Athenty’s screening is built to the international AML framework, but the app does not name any screen after a single regulator — your reporting-entity obligations govern, and they vary by country and sector. These are the authorities the screening logic is based on, linked to the official text. Attorney-review-pending — verify against the current rules.

What Athenty doesGoverning authority
Sanctions screening (OSFI, OFAC, UN, UK lists)The published sanctions lists of each authority: Canada’s OSFI consolidated list under SEMA / JVCFOA; the UN Security Council consolidated list; US OFAC SDN + consolidated non-SDN; UK OFSI consolidated list. A sanctions match is blocking.
PEP (politically-exposed person) screening + enhanced due diligenceFATF Recommendation 12 (PEPs). A PEP hit is not itself a prohibition — it signals enhanced due diligence; the reporting entity decides.

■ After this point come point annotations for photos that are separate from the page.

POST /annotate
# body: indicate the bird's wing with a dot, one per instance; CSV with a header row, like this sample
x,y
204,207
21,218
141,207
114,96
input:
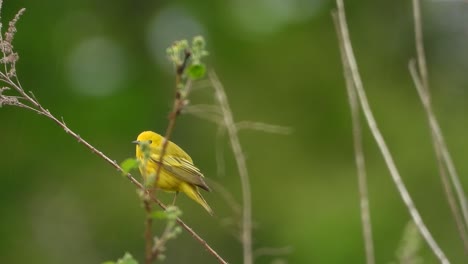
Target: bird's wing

High-risk jurisdiction risk (FATF list)FATF Recommendation 19 + the FATF “high-risk jurisdictions subject to a call for action” / “increased monitoring” lists. A call-for-action jurisdiction floors the verification score to manual review; increased monitoring caps it pending review.
Record retentionPCMLTFR (SOR/2002-184), s. 69 (Canada) and most regulators require AML records be kept at least 5 years. Athenty floors retention at 7 years (configurable 7–10) as a buffer.
The reporting-entity decisionAthenty’s findings are informational — under FATF R.1 / the PCMLTFA the reporting entity makes and records the risk decision (in Canada, overseen by FINTRAC).